The nameplate beside the door read: Councillor Bosch.
‘Mind the broken glass! Now go into the kitchen.’
‘Easy!’
He peered through the window but couldn’t spot an alarm system. He smashed the pane with the butt of the shotgun. Glass rained down on the floor. There really wasn’t a burglar alarm. Having quickly knocked out the remaining glass, he climbed in.
‘Open the fridge. If you find an unopened bottle of mineral water in there, drink it!’
‘Don’t badger me!’
One door led to the bathroom, another to a boxroom, the third to the basement stairs. The fourth was the right one. Breathlessly, he opened the fridge, which was encased in beechwood. He really did find a bottle of mineral water, and it was unopened. He drank it.

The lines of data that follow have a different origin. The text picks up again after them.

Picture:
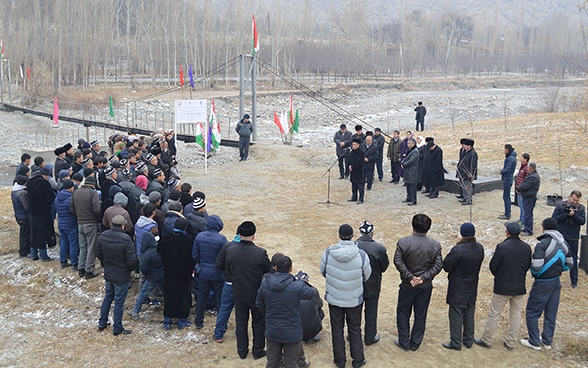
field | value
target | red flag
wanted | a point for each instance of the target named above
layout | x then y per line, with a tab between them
255	35
277	122
181	76
55	111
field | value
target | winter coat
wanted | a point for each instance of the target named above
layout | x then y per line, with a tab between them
144	225
510	165
379	263
206	248
278	298
151	263
509	265
116	252
345	268
410	163
463	267
65	219
418	255
175	249
246	264
530	186
357	166
20	202
434	173
41	197
342	137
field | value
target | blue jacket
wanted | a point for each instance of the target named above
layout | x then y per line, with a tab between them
65	219
151	263
206	248
278	298
510	165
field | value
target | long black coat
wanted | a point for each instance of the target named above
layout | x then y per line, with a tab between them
176	254
463	266
356	163
41	196
434	174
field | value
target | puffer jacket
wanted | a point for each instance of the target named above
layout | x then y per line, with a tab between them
346	268
65	219
206	248
278	298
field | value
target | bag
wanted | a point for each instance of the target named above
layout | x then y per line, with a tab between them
553	199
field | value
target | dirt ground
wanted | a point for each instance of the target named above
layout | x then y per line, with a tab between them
280	188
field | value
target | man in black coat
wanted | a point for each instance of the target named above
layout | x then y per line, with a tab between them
370	150
41	196
371	288
116	252
175	249
246	263
434	171
463	267
509	265
356	163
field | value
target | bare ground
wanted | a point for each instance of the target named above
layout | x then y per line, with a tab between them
279	189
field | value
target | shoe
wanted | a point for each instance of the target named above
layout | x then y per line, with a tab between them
448	345
261	355
375	340
481	343
90	275
397	343
527	344
133	314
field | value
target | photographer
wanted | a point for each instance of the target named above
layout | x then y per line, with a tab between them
570	216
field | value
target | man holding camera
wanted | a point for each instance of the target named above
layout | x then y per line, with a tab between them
570	216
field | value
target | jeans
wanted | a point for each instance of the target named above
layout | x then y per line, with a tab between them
88	239
242	311
24	238
543	299
147	288
118	294
410	299
224	311
506	185
528	206
339	317
68	245
204	287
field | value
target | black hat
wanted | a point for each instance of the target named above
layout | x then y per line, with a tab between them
549	224
246	228
513	228
345	232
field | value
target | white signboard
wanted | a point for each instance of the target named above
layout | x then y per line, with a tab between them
190	111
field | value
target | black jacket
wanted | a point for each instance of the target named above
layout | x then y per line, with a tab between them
246	263
378	261
463	267
116	252
509	265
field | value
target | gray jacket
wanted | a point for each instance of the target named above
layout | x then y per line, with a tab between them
346	268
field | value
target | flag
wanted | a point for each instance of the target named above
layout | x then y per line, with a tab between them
295	125
200	140
191	76
111	107
214	129
255	35
278	123
55	111
181	76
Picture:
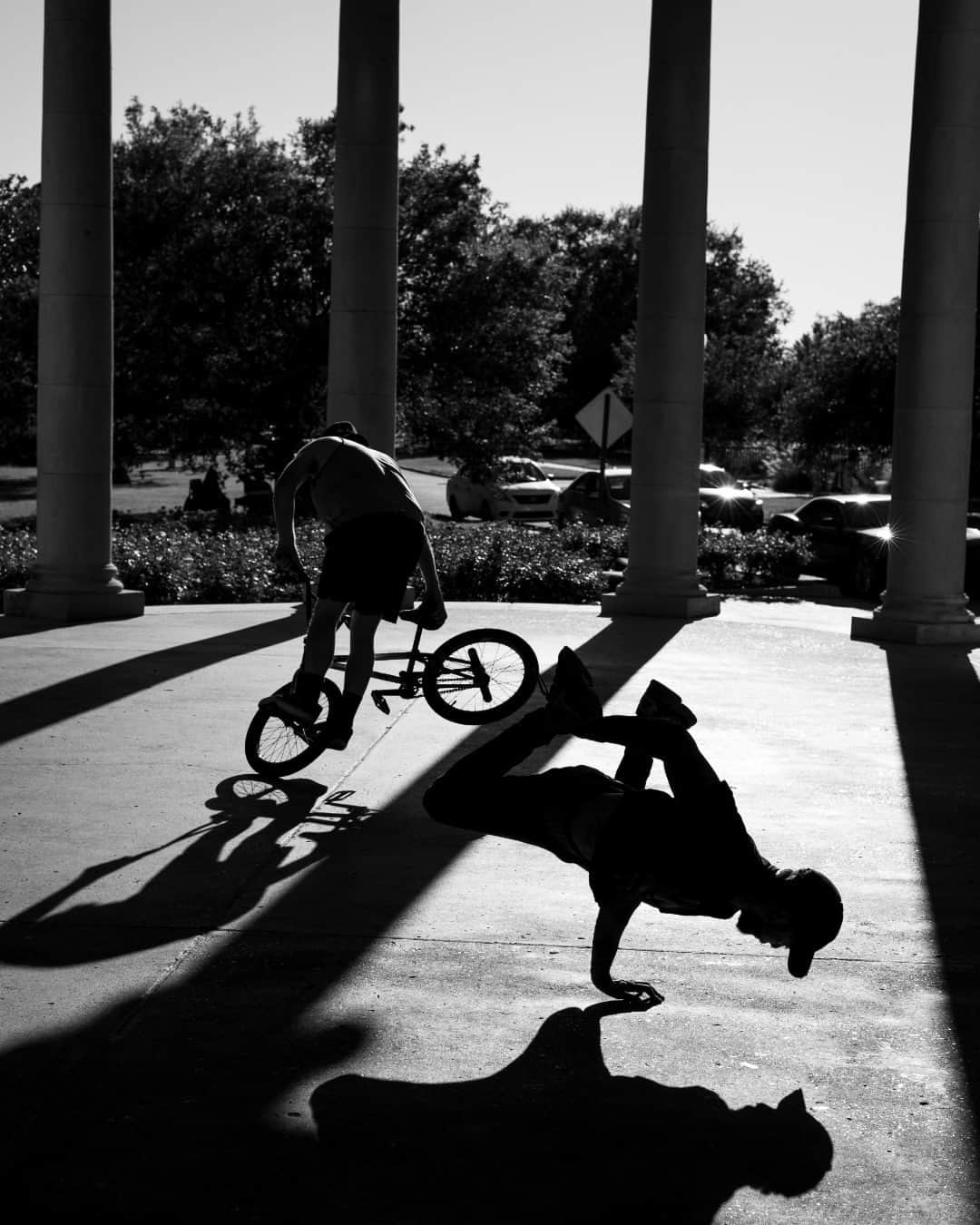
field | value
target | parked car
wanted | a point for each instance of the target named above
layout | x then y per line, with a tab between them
591	500
849	535
720	499
517	490
723	504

While awaiting fresh instructions he surveyed his surroundings. The furniture was bulky and traditional. On the wall was a poster of Dalí’s Soft Watches, already affected by heat and steam from the stove.

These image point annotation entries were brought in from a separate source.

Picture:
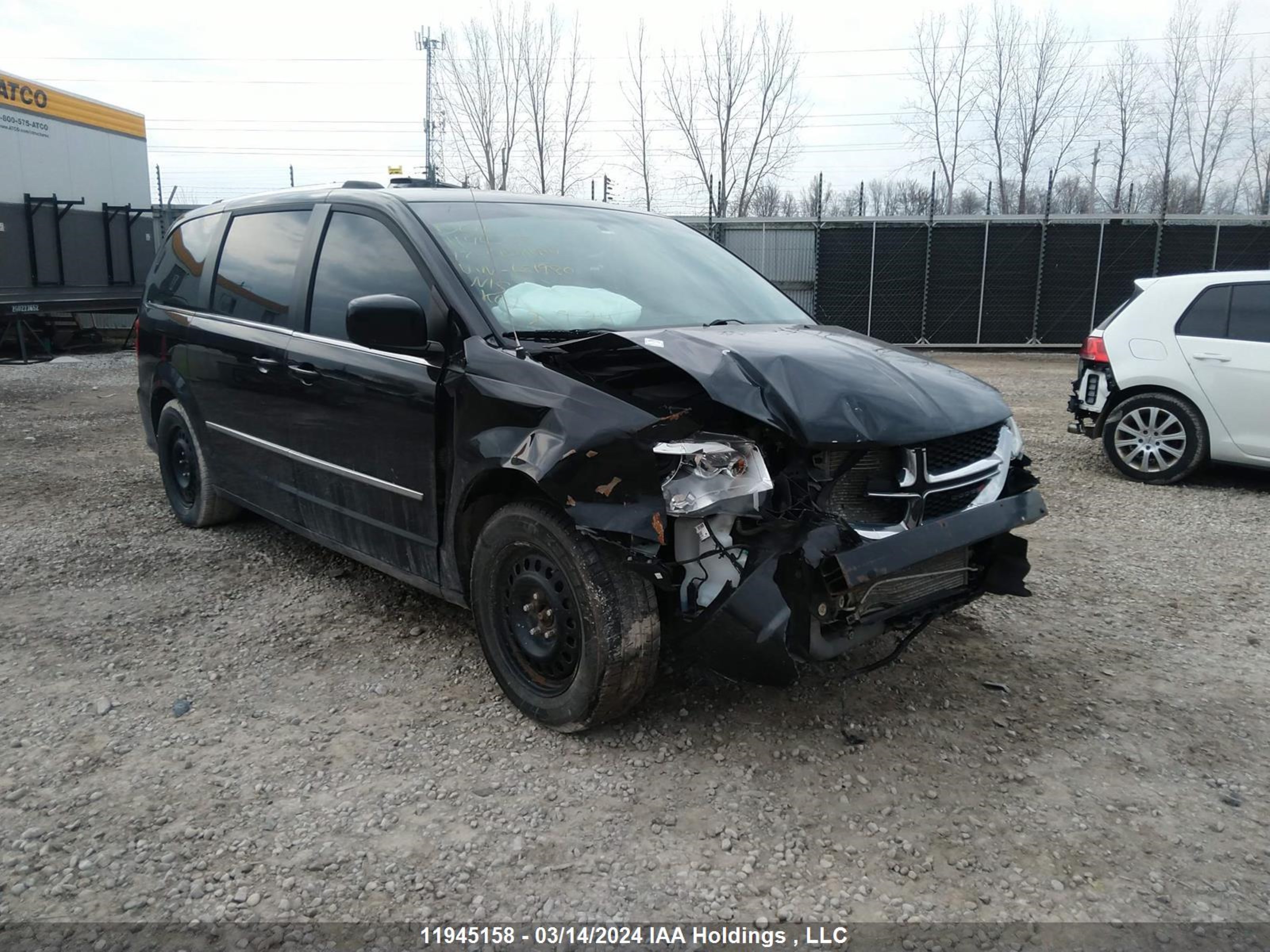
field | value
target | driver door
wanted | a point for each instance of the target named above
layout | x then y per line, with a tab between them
366	428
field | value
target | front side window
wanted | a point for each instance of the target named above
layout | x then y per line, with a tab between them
562	268
256	278
1206	318
179	271
1250	313
360	257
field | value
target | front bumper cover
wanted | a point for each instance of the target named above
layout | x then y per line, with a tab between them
761	630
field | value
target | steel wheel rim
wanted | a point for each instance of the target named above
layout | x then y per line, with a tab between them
1150	440
539	626
185	466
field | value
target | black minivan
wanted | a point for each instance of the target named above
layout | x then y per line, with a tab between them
595	427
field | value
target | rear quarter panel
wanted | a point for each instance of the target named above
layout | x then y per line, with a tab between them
1145	330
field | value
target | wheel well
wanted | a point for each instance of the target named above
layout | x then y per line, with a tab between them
159	398
489	493
1119	397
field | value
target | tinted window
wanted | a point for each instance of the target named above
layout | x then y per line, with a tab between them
179	270
1206	318
359	257
258	267
548	267
1250	313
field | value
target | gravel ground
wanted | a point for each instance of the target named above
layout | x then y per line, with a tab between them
348	757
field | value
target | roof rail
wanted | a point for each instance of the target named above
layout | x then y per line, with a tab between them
408	182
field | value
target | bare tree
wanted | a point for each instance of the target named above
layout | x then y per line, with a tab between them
766	202
939	119
1216	101
539	52
738	112
1127	92
996	98
1259	138
1175	75
816	197
638	140
482	90
577	105
1053	97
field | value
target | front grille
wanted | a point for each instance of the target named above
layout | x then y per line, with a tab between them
954	452
850	495
944	573
940	505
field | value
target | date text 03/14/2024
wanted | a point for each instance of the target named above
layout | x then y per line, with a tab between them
643	936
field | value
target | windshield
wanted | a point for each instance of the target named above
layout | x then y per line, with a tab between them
563	268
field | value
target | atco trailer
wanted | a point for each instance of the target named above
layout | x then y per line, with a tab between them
75	232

He found the combination puzzling. The nature and quality of the decor suggested elderly occupants, whereas the poster belonged in a student’s digs. The owners’ offspring had probably insisted on this stylistic clash.
Beside the poster was a tear-off calendar. The top sheet said 3 July. Beneath the date was the motto of the day:
The truth knows its own value. (Herbert Rosendorfer)

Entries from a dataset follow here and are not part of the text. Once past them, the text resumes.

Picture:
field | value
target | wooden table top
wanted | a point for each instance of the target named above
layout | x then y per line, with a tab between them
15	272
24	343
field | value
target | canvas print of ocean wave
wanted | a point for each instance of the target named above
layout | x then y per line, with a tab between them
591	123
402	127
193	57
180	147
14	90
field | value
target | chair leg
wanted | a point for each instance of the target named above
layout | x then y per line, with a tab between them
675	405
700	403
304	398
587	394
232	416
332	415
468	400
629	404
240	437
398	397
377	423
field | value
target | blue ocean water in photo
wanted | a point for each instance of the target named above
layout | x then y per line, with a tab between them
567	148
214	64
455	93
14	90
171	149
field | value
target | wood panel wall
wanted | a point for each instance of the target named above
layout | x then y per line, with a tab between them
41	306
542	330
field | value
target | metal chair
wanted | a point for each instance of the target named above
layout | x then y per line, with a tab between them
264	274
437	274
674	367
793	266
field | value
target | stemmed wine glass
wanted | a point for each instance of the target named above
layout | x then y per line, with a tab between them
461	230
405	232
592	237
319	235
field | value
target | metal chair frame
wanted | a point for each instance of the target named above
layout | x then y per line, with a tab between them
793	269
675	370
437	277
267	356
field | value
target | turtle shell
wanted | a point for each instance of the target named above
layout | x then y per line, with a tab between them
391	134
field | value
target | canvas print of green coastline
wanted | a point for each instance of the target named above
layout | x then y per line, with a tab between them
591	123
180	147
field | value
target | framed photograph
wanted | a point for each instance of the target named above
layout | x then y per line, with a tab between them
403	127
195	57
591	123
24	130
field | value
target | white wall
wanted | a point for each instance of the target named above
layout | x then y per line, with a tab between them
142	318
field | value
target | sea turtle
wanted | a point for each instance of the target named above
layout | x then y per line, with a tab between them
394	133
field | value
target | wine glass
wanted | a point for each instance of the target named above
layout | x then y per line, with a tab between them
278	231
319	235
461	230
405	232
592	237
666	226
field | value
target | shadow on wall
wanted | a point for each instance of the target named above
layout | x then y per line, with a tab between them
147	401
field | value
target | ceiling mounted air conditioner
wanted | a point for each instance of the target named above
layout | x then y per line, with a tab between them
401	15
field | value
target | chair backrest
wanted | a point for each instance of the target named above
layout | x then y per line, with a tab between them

He tore off the sheet and pocketed it.
‘Now look for a ballpoint and a piece of paper.’
‘Will a pencil do?’
He found a ballpoint in one of the drawers. There was a notepad on the kitchen table. The top sheet had a shopping list written on it. He folded it over and shut his eyes, humming a tune and trying to think of nothing.
‘Write down the first word that comes into your head.’
Fruit, he wrote.
Great, he thought. I’m sitting in some stranger’s kitchen, writing ‘Fruit’.
‘Put the piece of paper in your pocket. Now look round the place. Keep your eyes open. It’s better to look twice than miss something.’
Jonas marvelled at the banality of his taskmaster’s pearls of wisdom. He’d spent the whole time trying to remain on his own side of the line. Trying to avoid thinking of what he’d recorded on tape so as not to anticipate what was coming. Now he briefly stepped across the line. He thought hard, but he couldn’t recall having spoken the last sentence. He returned to his own side. Made his mind as much of a blank as possible.
In the living room he came across a sort of ancient Egyptian statue. He didn’t know much about the history of art, so he couldn’t say exactly what it was. It appeared to be the figure of a woman, possibly a life-sized effigy of Nefertiti. The face was expressionless and rather forbidding. With its massive head and voluminous, veil-like hairstyle, it reminded him more of a black rap singer on MTV. He wondered who could have installed such a thing in their living room. He’d never had any clients with taste like that.
He toured all the rooms, talking into his mobile as he went. He reported on the decor of the master bedroom, the rugs in the hallway, the empty birdcage, the aquarium in whose softly gurgling water no fish swam. He described the contents of the wardrobes. He counted the files in the study, fingered a heavy ashtray made of some unfamiliar material. He rummaged in drawers. He went down into the basement and paid a visit to the garage, which reeked overpoweringly of petrol.